Ukip Councillor Chris Pain To Face No Further Action Over Alleged Racist Comments

Chris Pain

Police have dropped an investigation into alleged racist comments made by a former Ukip regional chairman on Facebook.

Chris Pain was alleged to have described "illegal immigrants" as "sandal-wearing, bomb-making, camel-riding, goat-f******, ragheads".

Lincolnshire Police said it had investigated the allegations and that no further action would be taken against the Lincolnshire councillor or the other members.

Pain, who had blamed the remarks on a hacker, stepped down from his role as East Midlands regional chairman of Ukip as a "gesture of goodwill" following the allegations earlier this year. He remains leader of the party on Lincolnshire County Council.

In a statement, Lincolnshire Police said: "Police are reliant on there being a sufficient amount of evidence, of a quality which would support a decision to prosecute anyone suspected of carrying out crimes of this nature.

"When dealing with internet-based activity there has to be an audit trail which enables us to prove the person who is suspected of displaying information on the web is actually the person pressing the computer keys.

"There are many factors which make such an investigation very complex. Officers must work with the powers granted under specific legislation and, where the servers and the administration of the sites falls outside the United Kingdom, the Police and other enforcement agencies are often unable to obtain the relevant information needed to prove who placed comments or information on one of the sites. This is particularly the case with the main social media sites, such as Twitter and Facebook.

"In the world of increasingly technical equipment and expertise, it is always possible for false profiles to be created and information to be posted on a user's account without their knowledge. In such cases, it is very difficult for Police to trace the origins of the information and to be sufficiently certain that the person alleged to be displaying some comment or information actually did so."

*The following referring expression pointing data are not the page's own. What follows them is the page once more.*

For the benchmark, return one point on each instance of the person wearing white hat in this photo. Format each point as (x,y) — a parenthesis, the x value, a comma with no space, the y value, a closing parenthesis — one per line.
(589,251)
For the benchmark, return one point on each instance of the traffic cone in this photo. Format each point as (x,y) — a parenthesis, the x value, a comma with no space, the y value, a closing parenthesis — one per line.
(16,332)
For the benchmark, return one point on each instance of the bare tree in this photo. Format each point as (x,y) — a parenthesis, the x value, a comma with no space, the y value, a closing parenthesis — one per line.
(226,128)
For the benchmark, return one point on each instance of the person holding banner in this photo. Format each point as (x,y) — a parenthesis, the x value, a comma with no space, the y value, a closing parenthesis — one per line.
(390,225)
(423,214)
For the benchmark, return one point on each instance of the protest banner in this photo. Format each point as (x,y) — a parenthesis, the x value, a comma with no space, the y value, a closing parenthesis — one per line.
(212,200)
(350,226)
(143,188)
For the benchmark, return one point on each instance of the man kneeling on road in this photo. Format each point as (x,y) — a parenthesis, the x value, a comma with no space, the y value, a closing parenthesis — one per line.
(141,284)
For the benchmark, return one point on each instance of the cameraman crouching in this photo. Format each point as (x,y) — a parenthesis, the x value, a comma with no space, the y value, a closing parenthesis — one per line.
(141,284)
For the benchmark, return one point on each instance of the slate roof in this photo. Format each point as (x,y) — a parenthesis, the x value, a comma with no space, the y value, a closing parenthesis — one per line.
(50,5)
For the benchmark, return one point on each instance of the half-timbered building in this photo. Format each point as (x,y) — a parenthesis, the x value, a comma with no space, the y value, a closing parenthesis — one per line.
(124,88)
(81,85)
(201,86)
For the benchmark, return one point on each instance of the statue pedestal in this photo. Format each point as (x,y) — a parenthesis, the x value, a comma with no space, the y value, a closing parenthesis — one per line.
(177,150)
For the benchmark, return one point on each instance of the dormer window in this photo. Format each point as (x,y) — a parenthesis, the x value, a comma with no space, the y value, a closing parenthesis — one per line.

Detective Inspector Andy Wardell said: "This problem is exacerbated when the social network account is closed by an individual who has either become aware or is directly made aware by someone that comments have been seen and the informant is going to contact the Police.

"Fictional Police and CSI shows often depict investigations where information in cyber space can be traced instantly but the reality is very different.

"Therefore, if any person discovers information displayed or comments posted to social networking sites which they feel are racist, or made with the intent of stirring up racism, they should inform the police immediately and not post responses or enter into dialogue with the individual believed to have made such racist comments.

"Doing so will inevitable result in the comments being removed and the account closed making it impossible to achieve a satisfactory result with any investigation".